So basic summary of the above is, create a CF where each row corresponds to a date range of data for a single metric. Often times, you’ll see people suggesting making each bucket being a days worth of data. If you’re storing 5 minute averages, then that’s 288 columns/row.
Here’s an example CF for storing network interface counter statistics:
create column family InterfaceStatDaily with column_type = Standard and key_validation_class = AsciiType and comparator = LongType and default_validation_class = LongType and comment = 'Storage for 5min interface stats';
So I create rows like:
InterfaceStatDaily['myhost|eth0|ifInOctets|20121001'] = [ [ 1349049600, 19245 ], [ 1349049900, 23475 ], [ 1349051200, 173445 ], ... ]
Would create a row for the ifInOctets counter on the network interface eth0 for myhost for Oct 01, 2012. The first value (at 00:00:00) is 19245 and the second value at 00:05:00 is 23475, etc. Notice I’m storing column names as LongTypes using Epoch time… this is much more disk space efficient then Time-UUID’s.
In my case, according to this calculator a column with a LongType name & value would be 31 bytes. However, we’re really only storing 12 bytes of data (4 bytes epoch + 8 byte value) so the vast majority of our disk space is overhead. In my case, a years worth of data for would be ~1.173TB/year (12 * 31 * 60 * 24 / 5 * 365 * 30000) just for the 5min values assuming 30K ports * 12 stats/port and doesn’t include replication (at RF=3 you’re talking nearly 3.6TB/year!), row/sstable overhead for indexes or bloom filters or creating aggregates. Even for a database like Cassandra which scales really well, this is stupid- especially if you’re trying to keep your nodes down to the 300-400GB recommended limit.
Using Vector Compression
The solution is to add a second Column Family:
create column family InterfaceStatCompressed with column_type = Standard and key_validation_class = AsciiType and comparator = LongType and default_validation_class = BytesType and comment = 'Vector compressed storage for 5min interface stats';
And then write your rows like this:
InterfaceStatCompressed['myhost|eth0|ifInOctets|2012'] = [ [ 1349049600, Vector[19245, 23475, 173445, ... ], [ 1349136000, Vector[823445, 1366, 2343461, ... ], ... ]
First you’ll notice the row key is slightly different, instead of a day, the last part of the row key is the year. The column name is the start of each day in Epoch time. The next thing, is for a given column, rather then storing a single value, we store a vector of a days worth of data as a byte stream of 2,304 bytes (8 bytes/value * 288 values = 2,304).
Note, I wrote the above as Vector[xxx,xxx,xxx,…], but really what that means is converting all your values to 64bit integers, concatenating them together and writing them as a single value like:
Which is the actual bytes for the first 3 values for the Vector[19245, 23475, 173445, …].
Note: Our first idea was to write the data as an AsciiType of comma separated array of values.

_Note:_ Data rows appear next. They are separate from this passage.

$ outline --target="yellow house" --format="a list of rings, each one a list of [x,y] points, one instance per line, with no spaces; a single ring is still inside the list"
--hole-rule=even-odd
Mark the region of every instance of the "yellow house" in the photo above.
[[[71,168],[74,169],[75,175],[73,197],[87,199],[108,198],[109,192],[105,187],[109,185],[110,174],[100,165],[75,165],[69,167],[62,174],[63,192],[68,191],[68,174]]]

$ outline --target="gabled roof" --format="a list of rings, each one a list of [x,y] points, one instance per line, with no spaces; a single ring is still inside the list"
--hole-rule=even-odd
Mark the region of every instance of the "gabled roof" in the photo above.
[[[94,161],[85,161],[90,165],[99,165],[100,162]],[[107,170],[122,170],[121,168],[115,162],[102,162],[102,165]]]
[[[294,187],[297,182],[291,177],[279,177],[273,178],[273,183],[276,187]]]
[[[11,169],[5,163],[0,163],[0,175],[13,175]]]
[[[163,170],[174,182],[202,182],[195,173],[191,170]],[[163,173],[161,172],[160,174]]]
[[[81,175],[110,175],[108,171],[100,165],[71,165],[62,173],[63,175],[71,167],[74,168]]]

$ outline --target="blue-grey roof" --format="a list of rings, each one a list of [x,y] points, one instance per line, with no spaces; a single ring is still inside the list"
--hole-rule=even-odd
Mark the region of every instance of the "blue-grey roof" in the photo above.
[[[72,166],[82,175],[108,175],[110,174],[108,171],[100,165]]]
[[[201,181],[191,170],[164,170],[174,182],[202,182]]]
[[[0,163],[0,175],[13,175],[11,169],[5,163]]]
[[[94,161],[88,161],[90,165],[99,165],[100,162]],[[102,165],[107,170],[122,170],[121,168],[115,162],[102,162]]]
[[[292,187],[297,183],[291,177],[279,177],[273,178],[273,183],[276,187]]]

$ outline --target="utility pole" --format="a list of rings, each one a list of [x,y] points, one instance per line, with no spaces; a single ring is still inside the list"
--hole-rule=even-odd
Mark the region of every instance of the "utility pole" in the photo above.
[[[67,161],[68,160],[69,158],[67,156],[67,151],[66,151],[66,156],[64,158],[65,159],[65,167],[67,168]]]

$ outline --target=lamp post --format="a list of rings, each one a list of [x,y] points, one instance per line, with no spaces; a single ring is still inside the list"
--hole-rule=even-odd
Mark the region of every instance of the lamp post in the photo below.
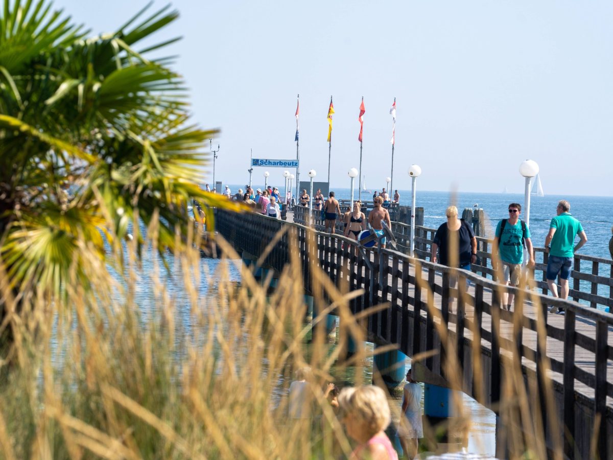
[[[411,176],[411,257],[415,251],[415,180],[421,175],[421,168],[416,164],[411,165],[409,168]]]
[[[285,205],[287,205],[287,182],[289,180],[289,176],[291,175],[289,171],[283,171],[283,177],[285,178],[285,197],[284,197],[283,201],[285,201]]]
[[[349,170],[349,172],[347,173],[349,177],[351,178],[351,212],[353,212],[353,183],[356,180],[356,177],[357,176],[357,170],[352,167]]]
[[[294,179],[295,178],[294,174],[289,175],[289,202],[292,202],[292,190],[294,190]]]
[[[311,193],[309,194],[309,198],[311,199],[308,201],[308,214],[309,217],[311,217],[311,215],[313,214],[313,178],[317,175],[317,172],[314,169],[311,169],[308,172],[308,177],[311,178]]]
[[[216,186],[215,185],[215,160],[217,159],[217,152],[219,151],[219,145],[217,144],[217,150],[213,150],[213,139],[210,139],[208,142],[211,146],[211,153],[213,154],[213,188],[215,188]]]
[[[522,162],[519,165],[519,174],[526,178],[525,188],[524,191],[524,218],[526,221],[526,226],[530,228],[530,186],[532,183],[532,178],[538,174],[538,164],[536,161],[531,159],[527,159]],[[528,250],[524,248],[524,264],[528,263],[527,255]]]
[[[526,178],[525,189],[524,192],[524,218],[526,225],[530,223],[530,186],[532,178],[538,174],[538,164],[531,159],[527,159],[519,165],[519,174]]]

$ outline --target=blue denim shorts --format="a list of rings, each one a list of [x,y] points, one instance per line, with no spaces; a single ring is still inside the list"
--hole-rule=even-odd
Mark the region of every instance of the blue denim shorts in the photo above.
[[[568,280],[568,277],[571,275],[572,268],[572,257],[549,256],[549,260],[547,263],[547,279],[555,280],[559,273],[560,278],[563,280]]]

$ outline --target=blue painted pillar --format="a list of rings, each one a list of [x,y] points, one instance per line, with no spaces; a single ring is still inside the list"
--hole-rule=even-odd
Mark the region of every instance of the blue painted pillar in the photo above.
[[[313,318],[314,318],[319,310],[318,307],[317,303],[314,302],[313,304]],[[326,323],[326,335],[328,338],[329,340],[335,340],[337,338],[337,320],[338,316],[335,315],[327,315],[326,316],[325,323]]]
[[[381,374],[390,394],[402,391],[405,375],[406,355],[397,350],[385,351],[373,357],[375,368]]]
[[[451,417],[452,391],[432,383],[425,384],[424,415],[436,419]]]
[[[334,340],[337,338],[337,318],[338,316],[334,315],[327,315],[326,316],[326,334],[329,340]]]
[[[256,263],[256,259],[251,259],[248,256],[246,256],[245,255],[244,253],[243,253],[243,255],[242,256],[242,258],[243,259],[243,263],[245,264],[248,267],[251,266],[251,264],[254,264]],[[260,279],[260,278],[262,278],[262,267],[259,267],[256,270],[255,272],[253,274],[253,276],[256,279]]]
[[[306,312],[305,313],[305,320],[308,323],[313,321],[313,296],[304,296],[305,304],[306,305]]]

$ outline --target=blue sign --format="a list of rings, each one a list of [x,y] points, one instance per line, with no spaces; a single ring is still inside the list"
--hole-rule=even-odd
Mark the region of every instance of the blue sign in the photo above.
[[[298,160],[251,158],[251,166],[267,166],[267,167],[298,167]]]

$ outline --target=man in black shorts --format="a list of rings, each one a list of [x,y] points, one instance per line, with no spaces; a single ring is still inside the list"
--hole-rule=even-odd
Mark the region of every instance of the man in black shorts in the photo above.
[[[330,197],[324,204],[324,212],[326,213],[326,231],[328,232],[329,228],[330,233],[334,233],[337,224],[337,217],[340,215],[341,213],[341,208],[338,205],[337,199],[334,197],[334,192],[330,192]]]

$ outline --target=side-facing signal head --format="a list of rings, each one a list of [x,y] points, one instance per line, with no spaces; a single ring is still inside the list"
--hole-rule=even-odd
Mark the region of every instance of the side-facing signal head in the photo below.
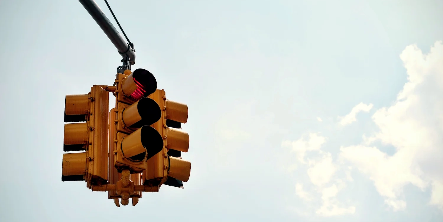
[[[155,77],[149,71],[142,68],[134,70],[121,83],[121,92],[134,101],[148,96],[156,89]]]

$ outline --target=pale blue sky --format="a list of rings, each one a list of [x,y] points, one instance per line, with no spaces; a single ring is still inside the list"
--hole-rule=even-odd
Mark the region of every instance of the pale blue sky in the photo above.
[[[443,47],[405,49],[443,40],[442,1],[108,2],[133,68],[189,106],[189,181],[119,208],[62,182],[65,96],[121,57],[78,1],[2,1],[0,221],[443,221]]]

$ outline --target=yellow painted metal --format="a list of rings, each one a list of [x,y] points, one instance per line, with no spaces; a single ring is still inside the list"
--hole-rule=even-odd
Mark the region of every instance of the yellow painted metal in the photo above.
[[[137,85],[134,82],[134,78],[132,78],[132,72],[130,70],[126,70],[124,72],[125,75],[128,76],[123,79],[121,82],[121,92],[125,95],[128,96],[134,92],[137,89]]]
[[[168,176],[184,182],[189,180],[191,173],[191,163],[183,159],[169,157],[170,166]]]
[[[86,172],[87,186],[106,184],[108,181],[108,124],[109,92],[100,86],[91,88],[90,110],[92,116],[88,122],[89,145]]]
[[[168,157],[167,151],[169,149],[172,149],[187,152],[189,148],[189,135],[182,130],[169,127],[166,125],[167,119],[186,123],[187,106],[167,99],[163,90],[157,90],[149,97],[157,102],[160,107],[163,107],[162,118],[151,126],[162,135],[164,146],[161,152],[147,161],[147,169],[143,172],[144,184],[152,186],[161,186],[166,181],[168,176],[187,181],[190,173],[190,163],[179,158]]]
[[[166,129],[166,148],[182,152],[187,152],[189,149],[189,135],[183,130],[167,127]]]
[[[125,126],[130,127],[137,122],[141,120],[141,116],[139,113],[138,103],[140,100],[136,102],[126,108],[122,107],[121,120]]]
[[[186,123],[188,121],[188,106],[166,99],[166,119]]]
[[[123,153],[123,155],[126,158],[131,159],[134,156],[138,155],[140,154],[144,154],[146,152],[146,149],[142,144],[141,131],[142,128],[140,128],[130,135],[126,136],[121,140],[120,142],[121,151]],[[142,160],[144,159],[144,157],[140,159]],[[138,162],[140,161],[140,159],[132,159],[132,160],[133,160],[133,162]]]
[[[166,106],[166,97],[164,91],[157,89],[149,96],[154,99],[159,106],[164,107]],[[162,151],[154,155],[146,162],[146,170],[143,172],[144,184],[151,186],[161,185],[167,178],[167,149],[164,146],[166,144],[166,109],[162,109],[162,117],[157,122],[151,126],[153,127],[163,137],[163,147]]]
[[[76,157],[73,159],[78,160],[73,163],[84,165],[81,176],[89,189],[94,185],[105,184],[108,181],[109,101],[109,92],[101,86],[93,86],[88,94],[66,96],[65,122],[85,123],[65,125],[63,150],[82,150],[85,152],[63,155],[62,169],[67,167],[65,161],[67,158]]]
[[[114,153],[115,160],[114,162],[114,166],[117,169],[117,170],[118,172],[121,172],[122,170],[124,169],[129,169],[132,173],[140,173],[146,169],[146,152],[144,156],[144,159],[143,159],[141,160],[135,162],[128,159],[125,155],[124,155],[123,152],[122,151],[121,146],[122,142],[124,140],[127,139],[126,137],[128,135],[127,134],[120,132],[117,133],[117,150],[116,151],[116,152]],[[140,139],[140,138],[139,137],[139,139]],[[130,138],[130,139],[131,140],[132,140],[132,139],[136,139],[136,138]],[[132,146],[131,144],[131,143],[134,144],[137,143],[137,141],[130,141],[129,140],[127,142],[128,144],[126,144],[125,145],[125,147],[126,145],[128,145],[128,147],[130,147]],[[140,144],[141,144],[141,141],[139,141],[139,142],[140,143]],[[137,144],[136,144],[135,146],[136,147],[135,149],[137,149],[137,148],[140,147]],[[146,152],[146,149],[144,149],[144,151]],[[130,158],[132,157],[129,156],[128,157]]]
[[[109,184],[115,185],[117,184],[117,181],[121,176],[120,174],[117,172],[117,169],[114,166],[114,151],[116,151],[116,143],[114,143],[114,140],[116,139],[116,125],[114,121],[116,119],[115,108],[113,108],[109,112],[109,160],[108,161],[108,182]],[[115,190],[110,190],[108,192],[108,198],[120,198],[120,195],[117,194]],[[117,200],[117,203],[118,203]],[[117,206],[120,206],[120,204]]]
[[[83,180],[86,162],[85,152],[63,154],[62,181]]]
[[[89,131],[87,123],[65,124],[63,151],[85,150],[89,138]]]
[[[89,110],[89,96],[88,94],[66,95],[65,99],[65,115],[84,116],[88,114]]]

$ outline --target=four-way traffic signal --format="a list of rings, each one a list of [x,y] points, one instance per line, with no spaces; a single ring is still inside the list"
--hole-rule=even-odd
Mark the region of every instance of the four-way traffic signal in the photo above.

But it turns out this is less efficient then the above solution unless your data is very sparse or is storing small values as a comma separated array of 32bit hexadecimal values takes up to 2,591 bytes.
The advantage here is that the amount of overhead you’re dealing with is greatly reduced because now there are only 365 columns/year instead of 105,120. Compacting a day’s worth of 5min values in a single column as a byte vector and storing a years worth of data this way would result in only ~305GB/year (before replication, etc). This would require 2,327bytes/col (15 + 8 + 2,304), but that would store a day’s worth of 5min values (288) a savings of 74%. (~850,000Bytes stat/interface/year or ~10MB interface/year). Even better news: column families like this are highly compressible so you’ll get even better results if you enable compression!
If you have sparse data, for missing individual values I just used a ‘magic’ value of 2**64-2 as a placeholder. If for some reason, the entire days worth of data is zero (a common occurrence for me), I store the single value 2**64-1 rather then a vector of 288 copies of 2**64-2.
Bringing It All Together
The downside is of the InterfaceStatCompressed Column Family is that you have to do a read/write of a full day’s worth of data. That is usually great for reads since most applications like graphing require reading multiple datapoints anyways, but for writing the current values as you poll them, having to constantly read the current days worth of data, add the new datapoint and write the new column would kill our write performance.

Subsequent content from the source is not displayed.